Inventory space is going vertical as property parcels get smaller and more expensive. For years now the industrial market has been flying high thanks to global e-commerce. We’re now approaching near full occupancy with a shrinking inventory of industrial supply coupled with ongoing high demand for those assets; which is causing pricing to begin ticking up dramatically.

In other words, fulfillment centers are housing more and more inventory to meet rising demands leading them to think expansion at a time when there are fewer and fewer options.

Industrial is Going Vertical

Businesses are having a hard time keeping up with demand for their products and industrial is having a hard time keeping up with business demands for more warehousing and distribution space. Almost 40% of the activity around warehouses these days in the U.S. is part of a fulfillment and distribution operation. What do you do when you need to expand close by?

Well, industrial is going vertical in that case. Instead of looking to expand to a new warehouse or DC (distribution center), retailers are saving money by utilizing the vast empty space overhead in all of their current assets. It’s cheaper and much more efficient if done correctly.

The Industrial Market is Responding

In the face of such domestic and international growth, the need to speed up distribution while increasing efficiency has never been more important. The average warehouse or DC clearance is around 20 feet. These facilities are packed from wall to wall but usually not from the floor to the ceiling. It’s these types of facilities that can least afford an expansion but will see the biggest impact from savings due to the vertical trend.

Ways We’re Adjusting to “Vertical”

There are several ways to utilize unused space vertically in a warehouse. Although, there are some limits based on fire codes and building codes – you don’t want to literally stack from the floor to the ceiling.

Overhead there is probably unused space available but there is also probably space if you move some things around. About those ceiling height limitations, if you locate the different clearance limits throughout the warehouse and match it to the types of products that can fit in each, you can fill more empty space.
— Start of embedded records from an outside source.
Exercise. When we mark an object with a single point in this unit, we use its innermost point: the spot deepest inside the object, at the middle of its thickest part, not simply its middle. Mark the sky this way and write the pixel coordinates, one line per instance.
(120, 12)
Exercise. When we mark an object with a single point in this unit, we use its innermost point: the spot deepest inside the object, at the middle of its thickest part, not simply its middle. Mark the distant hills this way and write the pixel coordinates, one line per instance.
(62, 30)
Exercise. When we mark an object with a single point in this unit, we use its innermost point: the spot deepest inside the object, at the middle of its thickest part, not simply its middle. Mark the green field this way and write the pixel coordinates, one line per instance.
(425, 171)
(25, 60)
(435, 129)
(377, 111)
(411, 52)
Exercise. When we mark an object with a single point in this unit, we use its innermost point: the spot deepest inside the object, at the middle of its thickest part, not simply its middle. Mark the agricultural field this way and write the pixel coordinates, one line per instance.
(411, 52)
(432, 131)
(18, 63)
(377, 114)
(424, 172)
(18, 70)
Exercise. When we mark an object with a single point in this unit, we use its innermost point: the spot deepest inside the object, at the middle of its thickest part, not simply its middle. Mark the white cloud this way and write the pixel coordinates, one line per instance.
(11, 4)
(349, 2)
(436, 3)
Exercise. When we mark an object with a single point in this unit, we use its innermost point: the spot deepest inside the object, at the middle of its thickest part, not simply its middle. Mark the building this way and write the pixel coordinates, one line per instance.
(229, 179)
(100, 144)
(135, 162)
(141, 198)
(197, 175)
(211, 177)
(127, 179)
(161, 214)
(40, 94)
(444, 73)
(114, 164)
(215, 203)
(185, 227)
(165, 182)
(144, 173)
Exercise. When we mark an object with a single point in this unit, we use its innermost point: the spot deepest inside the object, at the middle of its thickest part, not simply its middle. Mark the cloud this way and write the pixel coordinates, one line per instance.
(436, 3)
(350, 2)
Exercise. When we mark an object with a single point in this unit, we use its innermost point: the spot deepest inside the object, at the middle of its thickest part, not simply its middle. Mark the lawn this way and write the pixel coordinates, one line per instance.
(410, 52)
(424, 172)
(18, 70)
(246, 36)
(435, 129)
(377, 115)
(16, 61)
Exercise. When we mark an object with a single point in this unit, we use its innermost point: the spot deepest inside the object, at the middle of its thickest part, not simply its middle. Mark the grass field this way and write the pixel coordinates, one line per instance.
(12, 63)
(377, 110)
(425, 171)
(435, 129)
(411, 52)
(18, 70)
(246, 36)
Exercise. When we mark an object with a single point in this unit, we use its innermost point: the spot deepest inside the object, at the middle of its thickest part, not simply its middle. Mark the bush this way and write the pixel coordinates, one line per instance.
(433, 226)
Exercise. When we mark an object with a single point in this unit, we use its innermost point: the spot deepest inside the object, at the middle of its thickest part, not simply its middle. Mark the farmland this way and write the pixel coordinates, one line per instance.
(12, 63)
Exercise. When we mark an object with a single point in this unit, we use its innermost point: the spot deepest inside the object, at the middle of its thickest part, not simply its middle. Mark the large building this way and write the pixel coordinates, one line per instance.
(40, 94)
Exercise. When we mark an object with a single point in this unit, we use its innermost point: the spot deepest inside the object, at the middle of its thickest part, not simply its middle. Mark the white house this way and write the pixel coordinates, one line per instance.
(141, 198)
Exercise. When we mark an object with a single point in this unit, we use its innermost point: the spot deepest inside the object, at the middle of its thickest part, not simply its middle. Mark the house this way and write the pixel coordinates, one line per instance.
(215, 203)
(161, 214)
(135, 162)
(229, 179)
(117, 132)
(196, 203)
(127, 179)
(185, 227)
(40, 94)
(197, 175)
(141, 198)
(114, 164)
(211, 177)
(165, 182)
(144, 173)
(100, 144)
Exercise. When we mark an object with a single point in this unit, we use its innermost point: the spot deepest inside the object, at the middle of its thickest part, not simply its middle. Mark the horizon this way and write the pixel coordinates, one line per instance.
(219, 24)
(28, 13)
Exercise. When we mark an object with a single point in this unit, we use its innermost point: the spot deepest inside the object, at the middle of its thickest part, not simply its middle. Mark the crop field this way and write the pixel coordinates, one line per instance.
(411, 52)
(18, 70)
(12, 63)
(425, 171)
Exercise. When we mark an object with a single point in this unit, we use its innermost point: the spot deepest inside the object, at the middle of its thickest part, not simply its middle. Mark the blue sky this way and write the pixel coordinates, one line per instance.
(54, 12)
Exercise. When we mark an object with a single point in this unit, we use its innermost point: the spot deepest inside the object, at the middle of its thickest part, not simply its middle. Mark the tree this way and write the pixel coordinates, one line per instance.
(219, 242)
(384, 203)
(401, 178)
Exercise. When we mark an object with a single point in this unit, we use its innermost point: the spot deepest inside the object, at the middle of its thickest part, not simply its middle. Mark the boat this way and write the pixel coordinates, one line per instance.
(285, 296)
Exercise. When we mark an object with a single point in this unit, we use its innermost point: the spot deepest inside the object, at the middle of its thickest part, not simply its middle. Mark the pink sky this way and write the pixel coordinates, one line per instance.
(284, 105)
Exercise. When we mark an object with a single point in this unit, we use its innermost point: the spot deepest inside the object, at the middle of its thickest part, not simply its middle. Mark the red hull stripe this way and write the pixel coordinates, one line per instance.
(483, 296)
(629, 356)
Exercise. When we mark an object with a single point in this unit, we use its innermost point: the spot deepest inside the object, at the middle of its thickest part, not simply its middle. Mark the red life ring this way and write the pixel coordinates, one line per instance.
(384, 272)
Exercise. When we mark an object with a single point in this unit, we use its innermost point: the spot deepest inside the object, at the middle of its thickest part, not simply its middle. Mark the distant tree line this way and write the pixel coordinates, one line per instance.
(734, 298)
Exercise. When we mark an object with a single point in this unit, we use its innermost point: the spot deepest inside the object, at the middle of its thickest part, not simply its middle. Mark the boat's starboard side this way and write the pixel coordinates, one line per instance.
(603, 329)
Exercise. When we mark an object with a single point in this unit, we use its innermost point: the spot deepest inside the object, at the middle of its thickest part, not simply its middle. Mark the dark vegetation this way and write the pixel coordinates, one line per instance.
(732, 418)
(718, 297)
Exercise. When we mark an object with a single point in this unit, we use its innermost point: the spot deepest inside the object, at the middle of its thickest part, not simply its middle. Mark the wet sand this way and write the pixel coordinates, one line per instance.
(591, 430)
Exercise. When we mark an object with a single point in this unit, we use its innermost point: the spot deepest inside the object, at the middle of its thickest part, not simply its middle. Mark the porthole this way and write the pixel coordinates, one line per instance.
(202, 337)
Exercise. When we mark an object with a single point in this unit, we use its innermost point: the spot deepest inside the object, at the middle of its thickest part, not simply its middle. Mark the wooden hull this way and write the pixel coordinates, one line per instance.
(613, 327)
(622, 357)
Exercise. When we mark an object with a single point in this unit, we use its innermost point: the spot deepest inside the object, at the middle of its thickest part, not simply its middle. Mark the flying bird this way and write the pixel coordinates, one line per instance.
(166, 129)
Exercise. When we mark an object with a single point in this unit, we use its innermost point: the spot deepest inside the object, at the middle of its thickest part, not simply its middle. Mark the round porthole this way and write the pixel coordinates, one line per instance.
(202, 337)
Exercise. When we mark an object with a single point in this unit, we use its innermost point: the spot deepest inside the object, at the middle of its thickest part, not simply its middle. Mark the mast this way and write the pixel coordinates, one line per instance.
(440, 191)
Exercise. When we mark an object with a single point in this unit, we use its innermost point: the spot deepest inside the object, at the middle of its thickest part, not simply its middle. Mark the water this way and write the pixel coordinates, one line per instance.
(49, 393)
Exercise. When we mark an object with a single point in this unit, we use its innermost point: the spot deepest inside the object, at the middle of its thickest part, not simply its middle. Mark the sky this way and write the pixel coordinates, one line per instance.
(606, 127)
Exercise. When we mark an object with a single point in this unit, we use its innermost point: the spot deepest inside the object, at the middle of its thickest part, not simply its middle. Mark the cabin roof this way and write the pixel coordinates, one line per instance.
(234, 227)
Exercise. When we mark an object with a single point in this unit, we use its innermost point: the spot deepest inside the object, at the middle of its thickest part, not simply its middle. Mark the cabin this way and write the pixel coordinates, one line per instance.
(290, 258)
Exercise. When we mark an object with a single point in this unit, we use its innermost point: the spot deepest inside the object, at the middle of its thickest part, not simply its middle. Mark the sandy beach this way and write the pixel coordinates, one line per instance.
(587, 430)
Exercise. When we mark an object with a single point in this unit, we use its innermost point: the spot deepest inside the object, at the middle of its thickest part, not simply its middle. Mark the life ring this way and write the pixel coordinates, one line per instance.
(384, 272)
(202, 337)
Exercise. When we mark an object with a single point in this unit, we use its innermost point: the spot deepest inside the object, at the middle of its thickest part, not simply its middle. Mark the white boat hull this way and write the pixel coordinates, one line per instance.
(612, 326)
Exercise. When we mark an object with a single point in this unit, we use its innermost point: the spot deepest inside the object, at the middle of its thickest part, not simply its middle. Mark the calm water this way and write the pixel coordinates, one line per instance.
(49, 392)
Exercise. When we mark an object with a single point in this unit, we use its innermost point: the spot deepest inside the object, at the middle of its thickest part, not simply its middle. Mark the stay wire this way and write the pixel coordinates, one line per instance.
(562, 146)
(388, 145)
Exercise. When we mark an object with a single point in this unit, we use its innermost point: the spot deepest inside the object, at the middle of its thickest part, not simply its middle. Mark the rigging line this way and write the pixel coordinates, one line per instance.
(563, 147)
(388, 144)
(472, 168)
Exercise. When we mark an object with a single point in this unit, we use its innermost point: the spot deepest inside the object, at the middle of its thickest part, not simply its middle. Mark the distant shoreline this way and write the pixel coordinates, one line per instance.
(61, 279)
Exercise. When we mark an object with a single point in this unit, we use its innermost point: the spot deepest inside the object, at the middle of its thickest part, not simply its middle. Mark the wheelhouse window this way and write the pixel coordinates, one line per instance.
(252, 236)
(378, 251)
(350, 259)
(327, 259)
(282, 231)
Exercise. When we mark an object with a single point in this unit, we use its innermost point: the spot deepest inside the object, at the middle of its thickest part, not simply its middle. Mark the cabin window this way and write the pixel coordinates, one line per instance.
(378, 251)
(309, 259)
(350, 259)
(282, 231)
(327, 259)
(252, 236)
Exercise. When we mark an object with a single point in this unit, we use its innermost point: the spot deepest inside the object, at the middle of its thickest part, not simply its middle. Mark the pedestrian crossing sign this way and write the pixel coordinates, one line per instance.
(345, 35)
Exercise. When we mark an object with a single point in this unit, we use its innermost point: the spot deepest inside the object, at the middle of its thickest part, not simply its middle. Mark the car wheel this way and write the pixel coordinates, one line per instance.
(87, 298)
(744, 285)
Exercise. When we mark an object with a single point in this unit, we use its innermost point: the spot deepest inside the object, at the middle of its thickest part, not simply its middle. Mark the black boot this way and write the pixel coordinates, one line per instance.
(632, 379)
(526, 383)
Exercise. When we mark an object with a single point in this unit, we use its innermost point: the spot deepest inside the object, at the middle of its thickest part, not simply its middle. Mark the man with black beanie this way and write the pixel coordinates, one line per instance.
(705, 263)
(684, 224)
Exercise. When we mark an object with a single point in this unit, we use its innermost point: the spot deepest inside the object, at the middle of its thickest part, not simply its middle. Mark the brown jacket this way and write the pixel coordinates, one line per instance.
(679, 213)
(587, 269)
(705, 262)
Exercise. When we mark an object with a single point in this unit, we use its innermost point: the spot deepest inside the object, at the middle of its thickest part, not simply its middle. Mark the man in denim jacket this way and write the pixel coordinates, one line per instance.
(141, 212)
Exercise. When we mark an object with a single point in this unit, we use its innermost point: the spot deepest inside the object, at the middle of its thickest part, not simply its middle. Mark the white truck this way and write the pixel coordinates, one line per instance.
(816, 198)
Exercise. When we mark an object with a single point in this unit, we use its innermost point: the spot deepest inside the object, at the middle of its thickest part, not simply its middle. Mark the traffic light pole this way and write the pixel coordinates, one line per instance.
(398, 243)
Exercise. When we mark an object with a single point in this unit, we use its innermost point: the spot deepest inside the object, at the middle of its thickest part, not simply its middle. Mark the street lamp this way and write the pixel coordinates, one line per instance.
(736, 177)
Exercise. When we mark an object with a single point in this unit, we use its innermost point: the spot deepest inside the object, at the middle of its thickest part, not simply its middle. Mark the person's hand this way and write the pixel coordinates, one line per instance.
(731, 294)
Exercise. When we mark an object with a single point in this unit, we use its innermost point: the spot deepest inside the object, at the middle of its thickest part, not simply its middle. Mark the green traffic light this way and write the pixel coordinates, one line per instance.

You may also be able to combine a couple of warehouses along your distribution channels and use the remainder for spill over storage. Here are other ways we’re adjusting to vertical.

#1: Innovating New Robotic/AI Warehouse Technology

Using machine learning and robotics to move product can enable DC operators to hold more product within a warehouse without restricting movement of personnel.

#2: Using Smart Platforms and Programs to Move Inventory

Tech platforms that allow you to monitor and move inventory in real-time remotely helps speed up processes while also enabling the movement of inventory in ways that create more space.

#3: Rethinking Warehouse and Distribution Center Design

Product placement and how facilities are designed to make them accessible is another way to make vertical work. As this trend holds, developers are rethinking the way that DCs and warehouses are designed by working to incorporate vertical into new industrial spaces.